The War of Attrition model of John Maynard Smith predicts a single, mixed evolutionarily stable strategy (ESS) for animal contests which are settled by conventional displays with no assessment of the opponent's fighting ability. We test the predictions of the model by simulating the evolution of strategies in a finite population of animals under various assumptions on how possible strategies are coded and mutated. While our simulations for the most part confirm the predictions of the model, we also discovered some significant deviations from the theoretically predicted ESS. Specifically, we found that if inheritance of strategies is somewhat imprecise, then a population can evolve that achieves on average a higher payoff than a population at the theoretically predicted ESS. Moreover, if the ESS is realized as a polymorphism of fixed displaying times, then for small populations, sufficiently stringent statistical tests will reject the hypothesis that these times are distributed as theoretically predicted.

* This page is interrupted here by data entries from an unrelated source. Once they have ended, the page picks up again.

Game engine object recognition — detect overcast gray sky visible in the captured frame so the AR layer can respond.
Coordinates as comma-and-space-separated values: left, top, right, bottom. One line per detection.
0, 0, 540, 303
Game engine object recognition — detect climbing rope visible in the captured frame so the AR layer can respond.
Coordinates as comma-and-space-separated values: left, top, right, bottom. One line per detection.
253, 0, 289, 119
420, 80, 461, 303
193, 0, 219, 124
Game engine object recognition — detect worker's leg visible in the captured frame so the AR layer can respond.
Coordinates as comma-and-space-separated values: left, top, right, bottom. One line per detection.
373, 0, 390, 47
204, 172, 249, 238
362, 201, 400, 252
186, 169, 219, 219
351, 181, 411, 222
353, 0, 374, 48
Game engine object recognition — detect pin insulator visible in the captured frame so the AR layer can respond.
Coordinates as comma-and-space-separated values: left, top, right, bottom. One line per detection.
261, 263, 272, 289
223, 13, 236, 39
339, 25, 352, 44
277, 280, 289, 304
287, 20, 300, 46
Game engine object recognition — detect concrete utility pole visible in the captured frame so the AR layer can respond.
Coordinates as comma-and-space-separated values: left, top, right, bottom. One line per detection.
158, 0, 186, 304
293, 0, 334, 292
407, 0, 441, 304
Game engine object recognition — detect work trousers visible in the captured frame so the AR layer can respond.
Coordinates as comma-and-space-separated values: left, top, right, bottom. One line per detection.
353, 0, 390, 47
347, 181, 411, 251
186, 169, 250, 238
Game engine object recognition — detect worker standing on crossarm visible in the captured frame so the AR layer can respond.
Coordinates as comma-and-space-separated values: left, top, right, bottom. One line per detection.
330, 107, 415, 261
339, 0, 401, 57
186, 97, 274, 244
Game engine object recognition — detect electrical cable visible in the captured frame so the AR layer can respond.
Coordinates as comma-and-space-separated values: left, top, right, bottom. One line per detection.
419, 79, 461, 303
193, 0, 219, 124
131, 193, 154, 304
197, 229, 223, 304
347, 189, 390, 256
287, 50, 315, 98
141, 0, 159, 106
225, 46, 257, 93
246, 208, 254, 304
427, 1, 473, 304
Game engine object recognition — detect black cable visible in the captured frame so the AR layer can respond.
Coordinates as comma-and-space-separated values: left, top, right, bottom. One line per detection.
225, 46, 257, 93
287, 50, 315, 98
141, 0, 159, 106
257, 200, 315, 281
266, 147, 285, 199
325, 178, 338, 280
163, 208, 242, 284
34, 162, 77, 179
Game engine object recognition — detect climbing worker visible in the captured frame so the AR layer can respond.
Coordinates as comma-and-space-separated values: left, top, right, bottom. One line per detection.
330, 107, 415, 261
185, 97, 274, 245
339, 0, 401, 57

Tuesday 13 May, 3:10-4pm in 320 Morton Hall:
Slow Passage Through Bifurcation in Hamiltonian Systems (part 2), Todd Young (Mathematics)

Consider a system with Hamiltonian H(q,p,lambda), where lambda is a slowly varying parameter, i.e. (d/dt)lambda = O(epsilon). If the system has one degree of freedom then a classical result says that the action, I, is an adiabatic invariant. That is |I(t) - I(0)| = O(epsilon) for t in [0,1/epsilon]. This result requires the assumption that trajectories are oscillatory and the ``frequency" stays bounded away from 0. In the seventies, Neistadt and others showed that part of this result can be retained if the frequency passes through 0 by way of crossing a seperatrix of a saddle fixed point. In particular, suppose that H(q,p,lambda) = H(-q,p,lambda), then the region of interest in phase space, U can be decomposed into two regions, V and W with the following properties: 1. The measure of W is small to all orders in epsilon, and 2. For all initial conditions in V, we have |2I(T) - I(0)| = O(sqrt(epsilon) log(epsilon)), where T = 1/epsilon. Neistadt's proof uses the averaging method and is very difficult. The averaging method cannot be generalized to higher degree of freedom problems. Further, Neistadt made non-generic assumptions about the local form of the equations near the saddle point.
  In this second talk I will emphasize some details of the numerical studies on the separatrix crossing. The numerical methods used will be familiar to most students, but the way they are applied is non-trivial.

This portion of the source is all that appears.